In my experience, I never heard the Beatles similarities until I specifically went looking for them. My first exposure to Klaatu was through their hit song "Calling Occupants of Interplanetary Craft". To me, this song, as well as "Little Neutrino" just seemed like a typical song from the progressive rock catalogue. I had listened to the first album a few times, but somehow gravitated towards their next album, Hope (1977). It is this album that got me hooked on the band. It wasn't until I essentially memorized Hope that I went back to the first album. By this point, I had read about the Beatles rumour, and found myself straining to hear the resemblances. This is because the majority of songs in my mind, had their own unique sound and feel to them. They had a "progressive pop" sound that had roots similar to that of the other Ameri-Prog groups at the time. I must admit, "Sub-Rosa Subway" and "Dr. Marvello" have Beatle-esque qualities when isolated on their own. However, one can also hear the Turtles' "You Showed Me", when listening to "Dr. Marvello". According to Woloschuk, it was that song that inspired the musicality of "Dr. Marvello":
[Dr. Marvello] was influenced by "You Showed Me." I was a big Turtles fan, and I really liked songs that were in a minor key but didn't sound "down." And "You Showed Me," was a song like that, where they used a minor key, but it – it was a haunting type of sound, but it didn't sound like, depressing, or anything like that. And I also liked the idea of switching from minor to major mode halfway through a song, and there's a lot of songs out there that do that. And 'Marvello' was sort of done that way. When you got to the chorus part, the 'If that is all you want' part, it changes from minor mode to E major, and you sort of get this real automatic uplift (Bradley, 2012).
For me, those "Beatles-esque" qualities are not only drowned out by other sounds and ideas of the late 60s and early 70s, but also don't fit the moulds of other songs on the album. The album as a whole is full of unique songs. "True Life Hero" is a classic straight-up rock and roll riff reminiscent of early David Bowie as Ziggy Stardust or even Sweet. It has more similarities to the punchiness of Glam Rock than the Beatles. To me, the album has a classic 70s rock sound with unique blends of classical, psychedelia, and progressive rock fusionIn their later albums, influences of pop artists like James Taylor and Gilbert O'Sullivan, as well as disco, techno, funk, and folk can be heard. Right from the start Klaatu was a mixed bag of tricks that continued to experiment, have fun, and continuously push the boundaries on their own musical limitations. That is the band I fell in love with - Klaatu is Klaatu.

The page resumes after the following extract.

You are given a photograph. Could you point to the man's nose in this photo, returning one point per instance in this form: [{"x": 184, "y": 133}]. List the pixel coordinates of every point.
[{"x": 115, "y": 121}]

"Klaatu". Keith Hampshire's Music Machine. CBC. Toronto. Nov. 1974. Television.
Bradley, Dave. Klaatu.org. 2012. Web. 14 Apr. 2016.
Covach, John. "Echolyn and American Progressive Rock." in Contemporary Music Review 18, no. 4 (2000): 13-61.
Draper, Terry. Interview by Al Joynes. Klaatu's Terry Draper in Conversation With Al Joynes, 2002. Web. 14 Apr. 2016.
Ferguson, Joey. Klaatu The Band. 2011. Web. 14 Apr. 2016.
Krewen, Nick. Klaatu 3:47 EST 40th Anniversary Edition. Convexe Entertainment, Print. 2015.
Smith, Steve. "Could Klaatu Be Beatles? Mystery Is A Magical Tour" in The Providence Journal. Feb. 1977. Newspaper.